The “Divine” Number

Egyptian mathematics was restricted basically to solutions of practical, geometric problems [4]. On the other hand, the cuneiform tablets discovered and read in the last 200 years provide the evidence that Babylonian mathematics dealt with much deeper notions concerning numbers. We can reliably assume that Pythagoras may have been taught in geometry by the Egyptian priests. Among that what he has borrowed from Babylon, however, if any, was definitely the best knowledge available about numbers.

Pythagoras was regarded as a semi-divine, mystical person by his Greek contemporaries and followers. A strange statement of his is that ‘there is nothing in the world that is genuinely new: everything repeats itself in regular intervals‘ (emphasis is mine) (quoted from Porphyrius, Vita Pythagorae 18 in [5]). I cannot help relating this idea to the ELS of the Bible code. Talking about codes, we must mention the fact that he invented a system of communication so that ‘mathematicians’ – from the Greek ‘mathema’: knowledge - could talk together without being understood by those that are not in the secret.

But what is most important, Pythagoras introduced the notion that numbers exist as objects and that everything in the universe, both material and spiritual, could be described with numbers. He has demonstrated this idea first in music, with the ratios of the lengths of vibrating strings producing different tones. This idea appeared to be so profound that its echo could be perceived in modern physics. Pythagoreans believed that even the tiniest particles in the whole cosmos are interlinked through the laws of harmony represented by numbers. Generally, they would assert in modern terms, we can say about the physical objects that individual lengths of vibrating entities yield octaves. Undoubtedly, more yield derivations emerge as ratios… Mathematics expresses laws of deep yet achievable by the human mind natures. Melody, the individual characteristic and thus the quintessence of music, is not only an expression of the harmony describable by numbers. It can cure body and soul [5].

On the basis of this, we can assume that Pythagoras brought to the Aegean world a new understanding of the nature of the numbers. And this notion was so novel and at the same time so well defined that it must have been borrowed from a civilization that has had the potential as time and space to develop it. Egypt having been ruled out, the only civilization that matches the requirement is Babylon. At this point we may ask the next question: Is there a particular number that is characteristic for the whole civilization? And, if yes, what it is likely to be?

Babylonians were successors to even more ancient civilizations. The origin can be traced back to the Sumerians, whose civilization flourished about 3,000 BC, that is, immediately after the Flood. Interestingly, the sexagesimal number system can also be traced back to the Sumerians. And there is something else that has its roots in their civilization that reached our times through the Babylonians: astrology.
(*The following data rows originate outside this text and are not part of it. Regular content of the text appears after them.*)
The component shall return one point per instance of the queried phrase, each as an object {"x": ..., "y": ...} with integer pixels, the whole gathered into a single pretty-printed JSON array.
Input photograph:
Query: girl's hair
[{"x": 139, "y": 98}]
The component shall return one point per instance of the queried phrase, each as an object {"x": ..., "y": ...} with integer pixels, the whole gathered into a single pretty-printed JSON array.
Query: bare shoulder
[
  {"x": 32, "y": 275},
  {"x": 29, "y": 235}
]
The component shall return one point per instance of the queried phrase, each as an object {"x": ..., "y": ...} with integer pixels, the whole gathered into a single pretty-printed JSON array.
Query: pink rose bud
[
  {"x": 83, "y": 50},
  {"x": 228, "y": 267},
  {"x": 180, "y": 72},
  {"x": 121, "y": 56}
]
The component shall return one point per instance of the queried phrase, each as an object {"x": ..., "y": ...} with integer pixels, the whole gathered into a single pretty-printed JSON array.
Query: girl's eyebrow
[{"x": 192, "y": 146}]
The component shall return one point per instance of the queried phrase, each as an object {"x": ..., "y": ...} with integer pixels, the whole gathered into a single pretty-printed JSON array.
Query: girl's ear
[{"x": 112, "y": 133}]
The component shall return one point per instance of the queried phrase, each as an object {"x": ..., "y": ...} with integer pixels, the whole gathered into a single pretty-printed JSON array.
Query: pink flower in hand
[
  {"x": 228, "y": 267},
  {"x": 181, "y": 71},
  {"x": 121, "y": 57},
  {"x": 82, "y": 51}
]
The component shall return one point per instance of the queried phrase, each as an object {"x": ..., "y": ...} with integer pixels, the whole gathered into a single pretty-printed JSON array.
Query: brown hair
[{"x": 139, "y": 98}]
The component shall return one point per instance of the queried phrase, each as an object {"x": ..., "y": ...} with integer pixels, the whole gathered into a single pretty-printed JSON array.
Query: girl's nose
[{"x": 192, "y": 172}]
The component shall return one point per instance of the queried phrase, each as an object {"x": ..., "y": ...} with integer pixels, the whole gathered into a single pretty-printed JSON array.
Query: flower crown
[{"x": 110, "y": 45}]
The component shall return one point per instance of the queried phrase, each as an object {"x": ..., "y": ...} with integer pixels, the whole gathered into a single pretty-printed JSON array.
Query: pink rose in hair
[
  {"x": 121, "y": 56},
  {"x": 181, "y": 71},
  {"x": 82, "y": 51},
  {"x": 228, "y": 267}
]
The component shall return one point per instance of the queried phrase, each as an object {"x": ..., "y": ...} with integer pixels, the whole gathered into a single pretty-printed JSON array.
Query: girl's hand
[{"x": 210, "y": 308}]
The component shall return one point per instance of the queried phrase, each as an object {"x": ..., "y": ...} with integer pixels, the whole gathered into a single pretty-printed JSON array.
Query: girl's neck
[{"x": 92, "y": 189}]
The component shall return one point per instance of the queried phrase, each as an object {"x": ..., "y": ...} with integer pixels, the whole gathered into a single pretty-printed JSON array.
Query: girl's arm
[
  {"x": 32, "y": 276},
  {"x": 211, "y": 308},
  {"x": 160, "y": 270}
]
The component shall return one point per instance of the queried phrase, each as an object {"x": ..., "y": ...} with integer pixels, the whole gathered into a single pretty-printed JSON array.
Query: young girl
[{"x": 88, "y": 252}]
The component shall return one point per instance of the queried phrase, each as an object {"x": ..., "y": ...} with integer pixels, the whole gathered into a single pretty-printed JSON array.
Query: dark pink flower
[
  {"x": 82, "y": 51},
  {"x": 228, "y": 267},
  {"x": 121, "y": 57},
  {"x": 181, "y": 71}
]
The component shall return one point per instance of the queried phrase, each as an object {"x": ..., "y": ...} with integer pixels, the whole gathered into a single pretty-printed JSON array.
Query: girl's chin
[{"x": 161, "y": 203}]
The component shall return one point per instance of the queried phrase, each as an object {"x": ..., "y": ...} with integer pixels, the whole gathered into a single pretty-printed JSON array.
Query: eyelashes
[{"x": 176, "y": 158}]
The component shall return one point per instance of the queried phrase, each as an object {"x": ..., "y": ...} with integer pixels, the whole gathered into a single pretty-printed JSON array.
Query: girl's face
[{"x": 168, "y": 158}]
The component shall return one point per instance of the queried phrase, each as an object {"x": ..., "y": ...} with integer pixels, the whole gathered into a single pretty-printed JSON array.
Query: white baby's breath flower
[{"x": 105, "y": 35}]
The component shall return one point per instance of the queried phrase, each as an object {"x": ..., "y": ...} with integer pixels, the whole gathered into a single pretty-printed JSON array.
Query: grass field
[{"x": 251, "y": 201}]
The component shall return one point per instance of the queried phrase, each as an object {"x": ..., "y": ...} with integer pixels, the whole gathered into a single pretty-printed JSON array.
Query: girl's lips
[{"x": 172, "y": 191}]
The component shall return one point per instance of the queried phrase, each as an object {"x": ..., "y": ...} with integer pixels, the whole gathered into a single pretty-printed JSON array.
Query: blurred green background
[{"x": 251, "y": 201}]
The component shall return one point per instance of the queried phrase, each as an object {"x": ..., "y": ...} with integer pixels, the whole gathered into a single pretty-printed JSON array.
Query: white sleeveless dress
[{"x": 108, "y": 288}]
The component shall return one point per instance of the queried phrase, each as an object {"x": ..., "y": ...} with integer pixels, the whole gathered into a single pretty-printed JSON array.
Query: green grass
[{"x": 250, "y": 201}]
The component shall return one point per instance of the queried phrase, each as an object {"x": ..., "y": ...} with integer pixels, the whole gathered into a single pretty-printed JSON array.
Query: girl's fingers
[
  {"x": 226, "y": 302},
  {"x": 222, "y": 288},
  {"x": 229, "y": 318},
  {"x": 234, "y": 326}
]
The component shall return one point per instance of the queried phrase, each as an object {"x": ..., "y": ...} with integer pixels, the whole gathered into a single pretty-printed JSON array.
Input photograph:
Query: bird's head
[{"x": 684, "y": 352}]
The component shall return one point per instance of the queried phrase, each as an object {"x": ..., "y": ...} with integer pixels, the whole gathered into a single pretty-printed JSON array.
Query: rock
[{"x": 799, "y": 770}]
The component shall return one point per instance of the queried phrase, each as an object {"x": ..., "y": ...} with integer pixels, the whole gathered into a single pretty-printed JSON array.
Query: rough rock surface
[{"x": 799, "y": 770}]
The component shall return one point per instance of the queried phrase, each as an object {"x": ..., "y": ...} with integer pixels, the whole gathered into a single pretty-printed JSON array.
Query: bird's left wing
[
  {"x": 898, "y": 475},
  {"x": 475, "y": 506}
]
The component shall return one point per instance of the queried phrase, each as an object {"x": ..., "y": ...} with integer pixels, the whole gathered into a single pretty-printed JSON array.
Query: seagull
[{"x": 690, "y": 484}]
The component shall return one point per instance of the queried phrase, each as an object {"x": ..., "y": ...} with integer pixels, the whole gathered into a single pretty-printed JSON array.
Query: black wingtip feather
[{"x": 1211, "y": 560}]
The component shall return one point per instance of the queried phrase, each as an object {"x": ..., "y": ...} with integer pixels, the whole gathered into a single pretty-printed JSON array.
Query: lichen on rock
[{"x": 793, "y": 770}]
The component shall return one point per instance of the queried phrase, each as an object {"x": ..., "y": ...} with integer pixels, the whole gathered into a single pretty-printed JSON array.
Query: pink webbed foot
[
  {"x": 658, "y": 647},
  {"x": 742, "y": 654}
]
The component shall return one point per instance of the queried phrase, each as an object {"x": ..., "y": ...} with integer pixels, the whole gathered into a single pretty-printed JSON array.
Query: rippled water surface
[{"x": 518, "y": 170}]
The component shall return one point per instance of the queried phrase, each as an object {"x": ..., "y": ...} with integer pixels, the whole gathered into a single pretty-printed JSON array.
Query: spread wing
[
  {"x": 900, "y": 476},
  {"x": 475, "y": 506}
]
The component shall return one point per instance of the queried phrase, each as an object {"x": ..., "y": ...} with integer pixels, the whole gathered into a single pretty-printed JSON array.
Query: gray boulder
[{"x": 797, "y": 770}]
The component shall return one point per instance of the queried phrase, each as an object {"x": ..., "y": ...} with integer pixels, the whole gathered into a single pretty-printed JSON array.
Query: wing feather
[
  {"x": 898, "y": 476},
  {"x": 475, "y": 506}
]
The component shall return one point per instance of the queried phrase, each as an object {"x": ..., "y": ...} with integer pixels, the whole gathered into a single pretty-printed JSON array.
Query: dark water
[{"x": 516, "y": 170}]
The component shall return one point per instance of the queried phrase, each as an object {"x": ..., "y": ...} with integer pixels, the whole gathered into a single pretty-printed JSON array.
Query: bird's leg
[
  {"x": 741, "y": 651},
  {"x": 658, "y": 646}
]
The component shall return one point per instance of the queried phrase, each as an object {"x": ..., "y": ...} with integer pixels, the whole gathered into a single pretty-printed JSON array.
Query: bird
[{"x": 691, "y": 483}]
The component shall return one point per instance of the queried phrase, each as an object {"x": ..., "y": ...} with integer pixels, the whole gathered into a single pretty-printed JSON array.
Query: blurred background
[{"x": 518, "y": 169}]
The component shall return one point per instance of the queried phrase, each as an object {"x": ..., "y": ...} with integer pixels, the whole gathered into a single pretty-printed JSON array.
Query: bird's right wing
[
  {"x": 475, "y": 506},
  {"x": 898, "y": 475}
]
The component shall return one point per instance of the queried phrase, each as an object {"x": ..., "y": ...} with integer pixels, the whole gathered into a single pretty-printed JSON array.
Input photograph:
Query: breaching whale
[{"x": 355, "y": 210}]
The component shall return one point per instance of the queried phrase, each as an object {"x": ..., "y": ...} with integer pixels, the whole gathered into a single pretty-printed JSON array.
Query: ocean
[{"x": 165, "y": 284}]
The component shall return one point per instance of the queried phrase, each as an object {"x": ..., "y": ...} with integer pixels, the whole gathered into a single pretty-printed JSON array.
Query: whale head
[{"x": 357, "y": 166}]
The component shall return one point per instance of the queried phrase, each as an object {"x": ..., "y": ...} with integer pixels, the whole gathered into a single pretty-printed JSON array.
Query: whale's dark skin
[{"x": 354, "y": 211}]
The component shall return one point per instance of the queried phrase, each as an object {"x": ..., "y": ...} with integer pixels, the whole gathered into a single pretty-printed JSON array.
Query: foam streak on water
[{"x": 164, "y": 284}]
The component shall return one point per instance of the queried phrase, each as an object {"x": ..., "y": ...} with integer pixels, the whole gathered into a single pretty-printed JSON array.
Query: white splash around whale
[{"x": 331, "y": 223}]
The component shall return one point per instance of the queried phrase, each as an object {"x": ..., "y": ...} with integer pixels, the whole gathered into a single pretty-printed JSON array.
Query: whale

Although sun and moon as well as the other planets visible by naked eye are well documented as objects of worship, one of them is prominent as specifically Chaldean: Venus. This planet was an object of very deep religious respect. The English word ‘veneration’ (from Latin venerare adore, revere; compare also to Venereus = of Venus) is a distant echo of this heritage and reflects the influence of the Babylonian civilization on the Western culture. And what is most characteristic for Venus from astronomical point of view is its appearance at regular intervals in certain points in the celestial sphere. There are five such points that Venus visit every eight years with an accuracy of a fraction of a day! If we connect these points the result will be a pentagram. The pentagram is a figure inscribed in a regular pentagon (Figure 5). Both pentagram and pentagon were widely used symbols as signs of protection, the latter being the shape of choice for the design of fortresses.

Pythagoras definitely has brought these geometric figures, which became signs of his secret society, the Pythagoreans. But Pythagoras or his disciples were the first to understand the nature of the irrational numbers. And there is historical evidence that this understanding came through a specific relation between the sides and diagonals of a regular pentagon. This relation is expressed as a number, which value is 1.6180339887….. This number is called the Golden Ratio and can be illustrated on a line cut in such way that the ratio of the length of the longer segment to that of the shorter one is the same as the length of the line to the length of the longer segment:

The Golden Ratio is

BC/AC = AB/BC = 1.6180339887…..

The story of the Golden Ratio is described vividly by Prof. Mario Livio in his recent book [6], which I recommend to those readers who would like to consider the subject on a higher level. Therefore we will not discuss it here. The Golden Ratio amazed every mathematician that explored it. It appeared as a result in various problems famous for their beauty both in geometry and algebra. The Golden Ratio is so much peculiar in many aspects, so elusive for understanding and so deep in meaning that, engrossed by its fascinating properties, the mathematician Clifford A. Pickover suggested that in a specific rectangle a point that is defined by the Golden Ratio to be referred to as “The Eye of God”.